I skipped the yum cha lunch with the ladies from church as I wouldn’t have been able to eat anything anyway, and got on the bus to town feeling decidedly ill. I just focused on the music coming from my ipod and tried not to breathe in all the smells of people around me that were making me nauseous. I stumbled through the city to Darling Harbour in a bit of a daze, but managed to meet up with everyone for Tara Thornley’s excellent talk on ‘Stress relief’. Carmelina Read introduced her and did the Bible reading and as she read Luke 12:22-34 I just started to cry:
Then Jesus said to his disciples: “Therefore I tell you, do not worry about your life, what you will eat; or about your body, what you will wear. Life is more than food, and the body more than clothes. Consider the ravens: They do not sow or reap, they have no storeroom or barn; yet God feeds them. And how much more valuable you are than birds! Who of you by worrying can add a single hour to his life? Since you cannot do this very little thing, why do you worry about the rest?”
All the things I’ve been worrying about – health, money, work, what I was going to eat with my stupid gallbladder problem – what’s the point of worrying? God loves me and is looking after me! It was immensely reassuring.

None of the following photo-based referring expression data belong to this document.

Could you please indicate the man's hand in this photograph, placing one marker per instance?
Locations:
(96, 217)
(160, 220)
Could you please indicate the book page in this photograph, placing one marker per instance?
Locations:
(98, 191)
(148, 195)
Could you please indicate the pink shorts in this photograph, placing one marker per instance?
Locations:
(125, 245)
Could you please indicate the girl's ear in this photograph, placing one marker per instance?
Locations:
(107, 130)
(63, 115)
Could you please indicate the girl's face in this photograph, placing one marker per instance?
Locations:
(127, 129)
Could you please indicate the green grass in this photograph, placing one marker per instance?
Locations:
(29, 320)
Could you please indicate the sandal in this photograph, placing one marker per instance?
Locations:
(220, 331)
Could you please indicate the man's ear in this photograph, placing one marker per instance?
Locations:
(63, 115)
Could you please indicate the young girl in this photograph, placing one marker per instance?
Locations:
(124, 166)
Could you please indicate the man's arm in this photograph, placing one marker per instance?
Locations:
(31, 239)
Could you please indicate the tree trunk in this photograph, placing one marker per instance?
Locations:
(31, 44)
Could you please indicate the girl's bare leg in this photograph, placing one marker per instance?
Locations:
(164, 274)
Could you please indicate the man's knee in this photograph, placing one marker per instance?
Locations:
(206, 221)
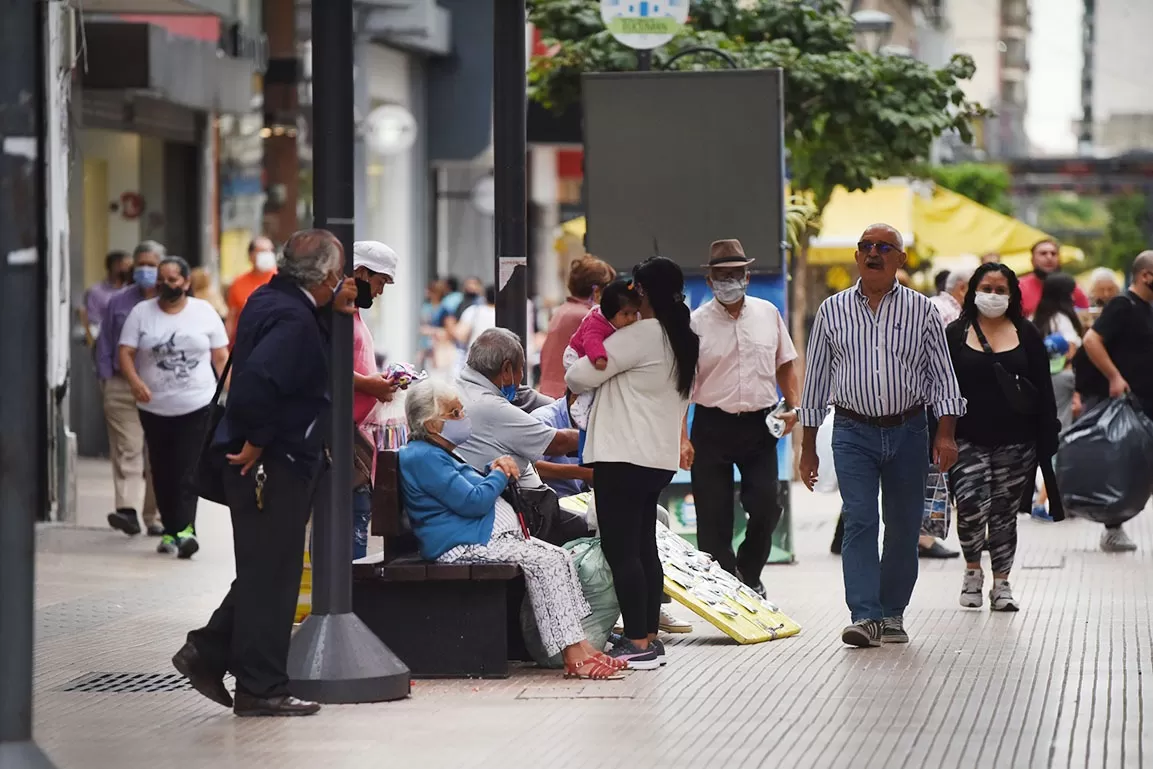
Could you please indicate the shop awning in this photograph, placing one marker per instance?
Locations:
(949, 225)
(935, 223)
(848, 215)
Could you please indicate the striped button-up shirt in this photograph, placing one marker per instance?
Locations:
(879, 363)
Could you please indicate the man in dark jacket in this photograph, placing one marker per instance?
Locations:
(270, 451)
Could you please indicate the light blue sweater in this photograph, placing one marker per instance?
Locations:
(449, 503)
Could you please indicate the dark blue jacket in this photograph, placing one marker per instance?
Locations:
(278, 398)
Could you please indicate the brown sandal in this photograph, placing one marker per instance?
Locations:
(593, 669)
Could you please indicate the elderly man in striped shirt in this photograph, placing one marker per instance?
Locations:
(878, 353)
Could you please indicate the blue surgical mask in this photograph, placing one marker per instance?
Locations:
(144, 277)
(457, 431)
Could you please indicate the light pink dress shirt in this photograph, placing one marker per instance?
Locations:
(737, 370)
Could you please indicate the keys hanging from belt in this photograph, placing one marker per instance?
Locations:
(261, 477)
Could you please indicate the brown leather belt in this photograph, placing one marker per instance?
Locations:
(892, 421)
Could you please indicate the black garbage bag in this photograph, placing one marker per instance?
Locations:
(1105, 462)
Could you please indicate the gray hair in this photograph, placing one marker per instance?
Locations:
(310, 256)
(150, 247)
(422, 402)
(492, 349)
(1103, 273)
(957, 278)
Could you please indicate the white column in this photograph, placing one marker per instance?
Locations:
(543, 193)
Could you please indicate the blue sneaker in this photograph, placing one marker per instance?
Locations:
(638, 658)
(662, 656)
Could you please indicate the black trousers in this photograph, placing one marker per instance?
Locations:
(248, 635)
(722, 440)
(626, 499)
(173, 447)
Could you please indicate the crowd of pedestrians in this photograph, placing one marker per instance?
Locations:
(977, 383)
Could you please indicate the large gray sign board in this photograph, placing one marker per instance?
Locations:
(684, 158)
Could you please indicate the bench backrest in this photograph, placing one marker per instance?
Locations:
(389, 519)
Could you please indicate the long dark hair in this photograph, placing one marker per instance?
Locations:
(662, 281)
(969, 308)
(1056, 298)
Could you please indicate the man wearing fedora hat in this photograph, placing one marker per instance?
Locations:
(746, 353)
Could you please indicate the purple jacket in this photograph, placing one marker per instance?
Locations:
(107, 344)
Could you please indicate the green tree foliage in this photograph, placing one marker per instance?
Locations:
(1124, 238)
(987, 183)
(851, 117)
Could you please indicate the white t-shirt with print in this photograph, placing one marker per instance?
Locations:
(174, 354)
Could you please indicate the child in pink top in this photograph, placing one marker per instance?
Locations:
(619, 307)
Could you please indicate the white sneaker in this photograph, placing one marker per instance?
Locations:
(1116, 541)
(670, 624)
(1001, 597)
(971, 588)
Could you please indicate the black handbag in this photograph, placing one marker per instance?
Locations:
(543, 515)
(206, 477)
(1020, 393)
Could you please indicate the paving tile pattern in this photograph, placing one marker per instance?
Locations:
(1063, 683)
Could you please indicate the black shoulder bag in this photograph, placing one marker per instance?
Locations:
(205, 477)
(1020, 393)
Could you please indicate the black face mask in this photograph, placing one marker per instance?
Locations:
(363, 294)
(170, 293)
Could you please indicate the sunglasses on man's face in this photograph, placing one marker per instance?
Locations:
(882, 248)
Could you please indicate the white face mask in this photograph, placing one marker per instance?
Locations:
(992, 306)
(265, 261)
(729, 292)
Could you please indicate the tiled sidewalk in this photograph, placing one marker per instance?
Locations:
(1061, 684)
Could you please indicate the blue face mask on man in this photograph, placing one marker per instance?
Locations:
(144, 276)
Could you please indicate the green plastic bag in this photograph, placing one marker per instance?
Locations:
(596, 583)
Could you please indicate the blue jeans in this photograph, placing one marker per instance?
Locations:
(362, 511)
(872, 460)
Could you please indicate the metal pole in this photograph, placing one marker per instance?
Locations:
(509, 151)
(23, 446)
(334, 657)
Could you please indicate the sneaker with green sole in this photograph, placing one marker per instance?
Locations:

After the elective it was clear I was too sick to be there so Jen kindly drove me home. I think I was a bit delirious. By around 9.30 I was starting to wonder whether I should go to the hospital, and so I rang mum to ask what she thought and she said she knew when I started crying it was definitely time to go!
So we went to emergency at Prince of Wales – a perfect mother’s day present, huh, sitting up with your kid in emergency till all hours of the morning? But of course mum said she wouldn’t be anywhere else and I was grateful I didn’t have to sit there on my own. There were a handful of ODs, a bunch of people who didn’t seem to have anything wrong with them but were just hanging out at the back of the waiting area making noise (like popular kids at the back of the bus), and a trio of drunk teenagers, one of whom looked much worse for wear having drunk 1.5 litres of Jim Beam (ewww!). All these were silenced, however, when a Coptic priest dressed all in black, carrying a huge staff and followed by a little entourage, stalked through to visit someone. It looked like something out of Monty Python.

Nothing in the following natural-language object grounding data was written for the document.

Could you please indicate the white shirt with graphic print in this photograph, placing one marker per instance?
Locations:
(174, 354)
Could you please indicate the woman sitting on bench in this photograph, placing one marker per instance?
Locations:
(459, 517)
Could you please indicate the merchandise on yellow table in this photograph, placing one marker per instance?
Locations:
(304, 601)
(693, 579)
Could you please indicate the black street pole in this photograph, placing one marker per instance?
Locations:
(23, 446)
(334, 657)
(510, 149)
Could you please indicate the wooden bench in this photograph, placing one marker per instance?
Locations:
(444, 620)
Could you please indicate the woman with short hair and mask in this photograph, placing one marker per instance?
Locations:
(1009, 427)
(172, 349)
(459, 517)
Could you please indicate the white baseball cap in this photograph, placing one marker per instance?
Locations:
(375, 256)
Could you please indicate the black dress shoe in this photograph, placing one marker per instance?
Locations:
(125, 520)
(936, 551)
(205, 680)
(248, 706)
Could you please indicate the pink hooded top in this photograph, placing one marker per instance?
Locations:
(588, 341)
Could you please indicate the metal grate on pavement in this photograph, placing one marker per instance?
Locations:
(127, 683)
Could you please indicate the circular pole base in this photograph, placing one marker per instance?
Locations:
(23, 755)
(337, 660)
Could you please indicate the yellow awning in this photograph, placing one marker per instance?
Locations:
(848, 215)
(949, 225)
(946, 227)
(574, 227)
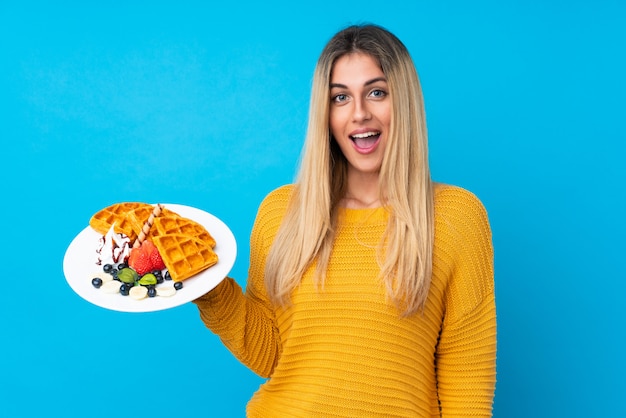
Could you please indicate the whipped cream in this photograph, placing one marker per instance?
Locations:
(113, 248)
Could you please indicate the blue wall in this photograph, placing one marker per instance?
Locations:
(206, 105)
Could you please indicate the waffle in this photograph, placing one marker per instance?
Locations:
(168, 224)
(183, 255)
(186, 247)
(117, 214)
(138, 216)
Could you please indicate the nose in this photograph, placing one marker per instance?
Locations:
(361, 111)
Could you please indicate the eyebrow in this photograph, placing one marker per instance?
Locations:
(367, 83)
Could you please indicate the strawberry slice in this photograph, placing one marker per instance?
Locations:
(157, 261)
(139, 258)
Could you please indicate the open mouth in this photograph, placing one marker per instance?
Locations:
(366, 139)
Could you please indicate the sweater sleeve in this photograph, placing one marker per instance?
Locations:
(466, 353)
(245, 322)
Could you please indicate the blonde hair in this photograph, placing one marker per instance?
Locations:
(307, 232)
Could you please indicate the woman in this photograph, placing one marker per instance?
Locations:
(370, 289)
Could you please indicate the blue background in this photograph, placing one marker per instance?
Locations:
(206, 105)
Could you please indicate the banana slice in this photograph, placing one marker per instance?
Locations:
(112, 286)
(166, 291)
(138, 292)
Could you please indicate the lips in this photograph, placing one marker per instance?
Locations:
(365, 141)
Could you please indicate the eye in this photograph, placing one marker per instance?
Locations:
(339, 98)
(378, 93)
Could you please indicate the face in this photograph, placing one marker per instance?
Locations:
(360, 112)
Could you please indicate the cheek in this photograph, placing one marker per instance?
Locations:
(334, 123)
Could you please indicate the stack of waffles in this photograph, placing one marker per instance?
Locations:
(186, 247)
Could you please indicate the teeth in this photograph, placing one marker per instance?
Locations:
(365, 135)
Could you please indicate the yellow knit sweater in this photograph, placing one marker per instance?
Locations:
(344, 351)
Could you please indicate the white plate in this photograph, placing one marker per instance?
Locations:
(79, 266)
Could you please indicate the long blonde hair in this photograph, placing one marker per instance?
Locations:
(307, 232)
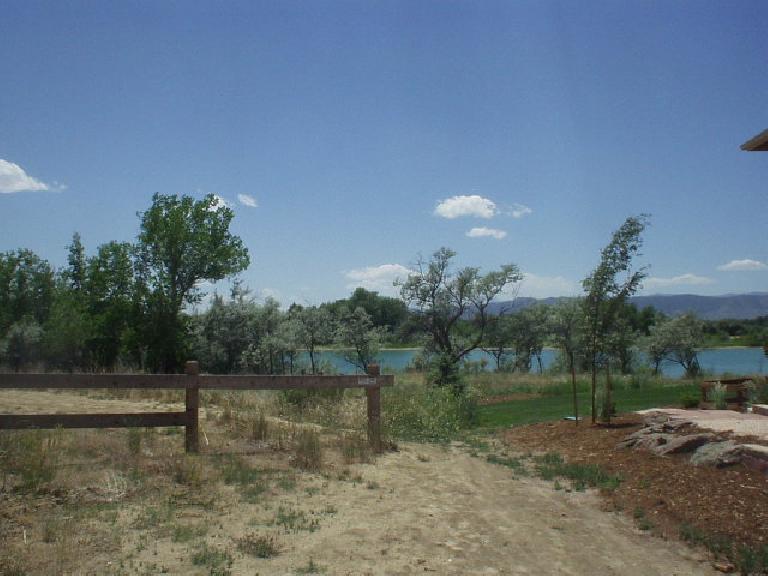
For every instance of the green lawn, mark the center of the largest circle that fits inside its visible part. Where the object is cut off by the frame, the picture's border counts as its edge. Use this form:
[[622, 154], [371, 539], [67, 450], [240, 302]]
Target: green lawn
[[556, 407]]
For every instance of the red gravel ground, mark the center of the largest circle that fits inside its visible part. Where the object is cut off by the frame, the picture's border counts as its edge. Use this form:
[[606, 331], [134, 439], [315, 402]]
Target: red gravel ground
[[667, 491]]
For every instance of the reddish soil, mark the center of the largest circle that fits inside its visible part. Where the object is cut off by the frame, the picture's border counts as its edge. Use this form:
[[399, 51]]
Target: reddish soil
[[670, 492]]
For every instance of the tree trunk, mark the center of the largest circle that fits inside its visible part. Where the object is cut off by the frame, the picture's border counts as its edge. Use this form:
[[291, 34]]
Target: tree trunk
[[607, 403], [594, 390], [573, 384]]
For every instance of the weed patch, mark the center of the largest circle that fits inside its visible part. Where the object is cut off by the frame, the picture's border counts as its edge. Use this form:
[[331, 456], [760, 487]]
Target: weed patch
[[258, 546], [552, 465], [216, 560]]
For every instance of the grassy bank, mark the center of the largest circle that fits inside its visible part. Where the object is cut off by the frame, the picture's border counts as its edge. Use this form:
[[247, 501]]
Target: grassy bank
[[556, 406]]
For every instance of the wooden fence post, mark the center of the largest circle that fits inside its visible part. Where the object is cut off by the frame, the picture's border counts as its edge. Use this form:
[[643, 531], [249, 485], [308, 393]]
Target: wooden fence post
[[192, 370], [374, 410]]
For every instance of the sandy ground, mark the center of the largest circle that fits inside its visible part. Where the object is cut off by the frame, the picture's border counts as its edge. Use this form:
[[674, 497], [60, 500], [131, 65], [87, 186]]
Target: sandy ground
[[720, 420], [455, 514], [422, 509]]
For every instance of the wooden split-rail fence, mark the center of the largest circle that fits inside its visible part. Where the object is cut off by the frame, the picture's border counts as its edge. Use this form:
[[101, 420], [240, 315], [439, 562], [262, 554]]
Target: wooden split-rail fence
[[192, 382]]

Eventually they saw me, and after a few hours I was admitted. The ward they put me in was the open heart surgery ward, which was a little odd and disorienting for people coming to visit, but the staff were all really lovely (with the exception of one of the night nurses who seemed to stab me when she gave me injections). My blood tests showed I had an infection, so they whacked me on a whole bunch of antibiotics. After a day of waiting I eventually saw my surgeon, who reassuringly stroked my arm and told me he was going to do his best to get the gallbladder out right then and there, because if I left the hospital I’d have to go back onto the normal waiting list and it needed to come out now.
When it finally happened it was all very quick. I was visited by a number of surgeons and nurses and anaesthetists who all seemed to ask me the same questions about allergies and such, and eventually I was wheeled down to theatre. They put a very attractive red cap on me to show that I had allergies (they were quite amused about the kiwi fruit and pineapple allergies and said it was unlikely there would be any in the surgery). I wriggled onto the narrow operating table, under these huge round lights, the anaesthetist injected something into the cannula in my hand, and the next thing I knew, I was waking up in recovery. Waking up after anaesthetic is really not very pleasant, I must say, but I was amazed at how quick it all was.
Mum was there when I was wheeled back into the ward, looking much more relieved than she had been. Dad arrived from Malaysia the next morning. And I had lots of lovely visitors, some of whom brought some beautiful flowers. I was expecting to stay in hospital for a few days, but after monitoring my eating and giving me some more antibiotics, the very next day they said I could go home, so mum and dad brought me home and we had Chinese food for dinner and it was delicious!
I have four little holes in me, held together by staples – I look a little like Frankenstein’s monster when the dressings are off. Still feeling quite out of it and a bit queasy, but it’s all looking up from here!
I was just amazed that the words I heard on Saturday were so prophetic – that it was like God saying to me “Just trust me. I’ve got it all under control, see?” He is good indeed.